Shields raised what he called "the attribution problem, whether a particular loss or potential loss is attributable to climate change or is it attributable to just normal weather patterns or overpopulation in a wildfire-prone area or poor land-use planning?"
Kelly Hereid, director of catastrophe R&D at Boston-based Liberty Mutual, warned that the expanded call for information from insurers could create confusion.
"We run the risk that we're going to generate this very large churn of data that is, in a sense, maladaptive, that causes us to make decisions that in some senses can make the risk worse," Hereid said at the conference.
Shields of The Hartford spotlighted the pressure on insurance companies to divest from both covering and investing in oil and gas companies and other firms doing business in the fossil fuel sector. Much of the cutting-edge research on green technology is happening at big energy companies, he said.
Connecticut-based activists protested outside The Travelers Insurance Cos. annual shareholder meeting at the Hartford Marriott in May to pressure the company to cut ties with the fossil fuel industry.
"A cold-turkey approach doesn't work," Shields said, explaining the insurance industry's perspective on the divestiture movement. "Abandoning those sectors, in our view, is not going to help our society get to net-zero and it's not going to help The Hartford as we balanced our climate goals with our other obligations to create value for our stakeholders."
Connecticut Citizen Action Group, which organized the Travelers protest in May, supported calls for both additional data from insurance companies and immediate divestment from fossil fuels.
"Insurers have been having it both ways -- underwriting and investing in the fossil fuels climate disaster, while trying to limit coverage for policyholders who are suffering from the climate disaster," the group said in a statement. "Action is needed now -- we are seeing the impact of climate change more starkly every day.

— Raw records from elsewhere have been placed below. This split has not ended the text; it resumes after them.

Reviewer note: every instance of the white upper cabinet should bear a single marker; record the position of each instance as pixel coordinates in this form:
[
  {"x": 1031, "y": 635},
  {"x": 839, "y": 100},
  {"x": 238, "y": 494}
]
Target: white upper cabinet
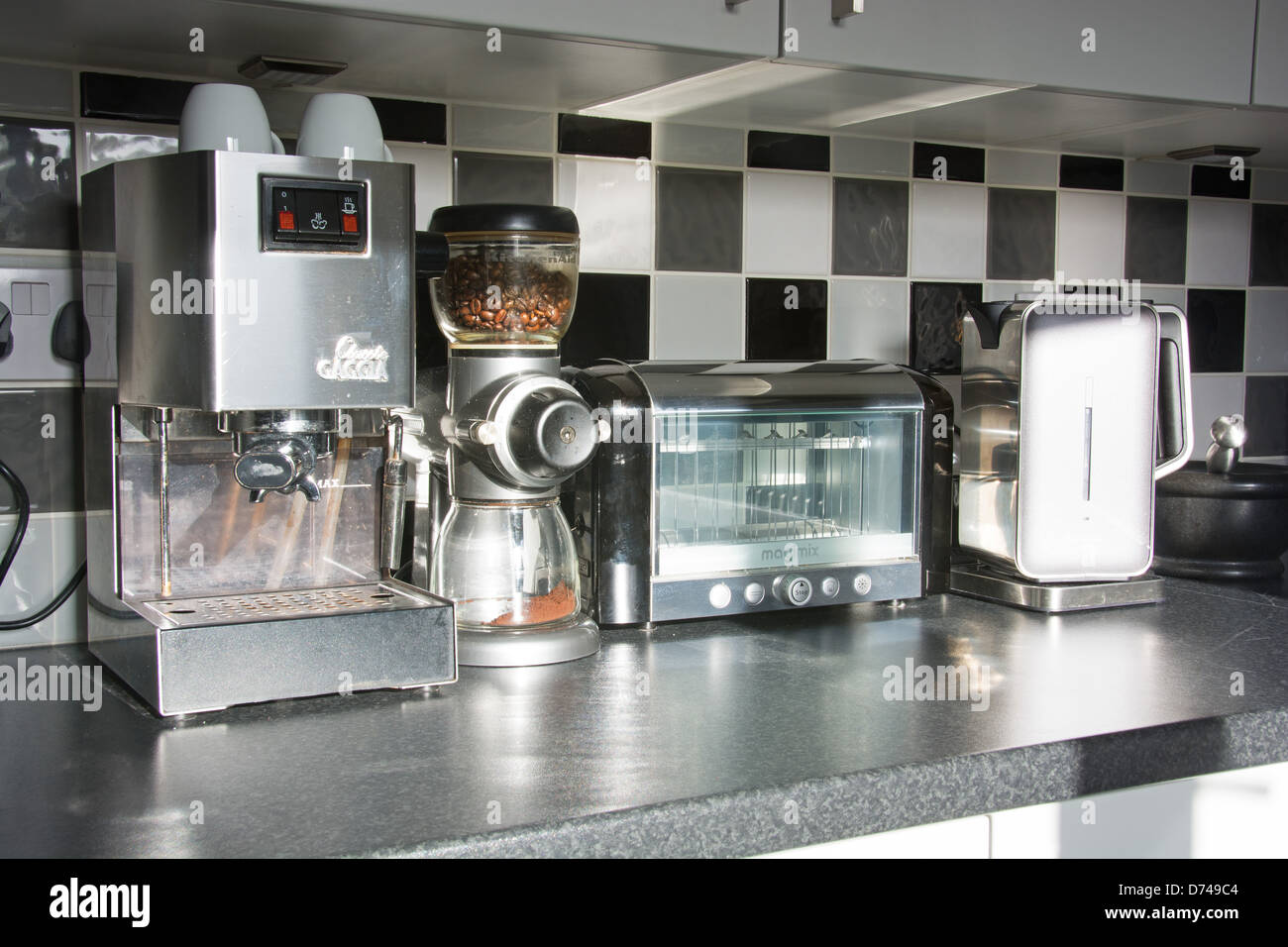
[
  {"x": 745, "y": 29},
  {"x": 1197, "y": 51}
]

It's time to hold insurance companies accountable."
Insurance industry at risk
Industry experts warn that climate change threatens the survival of the property insurance sector itself -- a business that got an early start in the U.S. with the establishment in Connecticut of The Hartford Fire Insurance Co. in the capital city in 1810.
Major losses incurred by global insurers in the wake of a series of catastrophic weather events last year undermine the sector's stability and puts the world economy as a whole in danger, Eric Andersen, president of global broker Aon PLC, told a U.S. Senate committee in March.
"Climate risk is a global, systemic risk and the insurance industry is a bridge between public risks and private capital," Anderson told the senators. "Just as the U.S. economy was overexposed to mortgage risk in 2008, the economy today is overexposed to climate risk."
Concluding the Connecticut Insurance Department's October conference, Commissioner Mais urged more aggressive measures to confront the issues around climate change and insurance.
"If there is one takeaway from this, it is a need for action, not just words," Mais said. "Recognizing the dangers we face is just the beginning, now we need to act."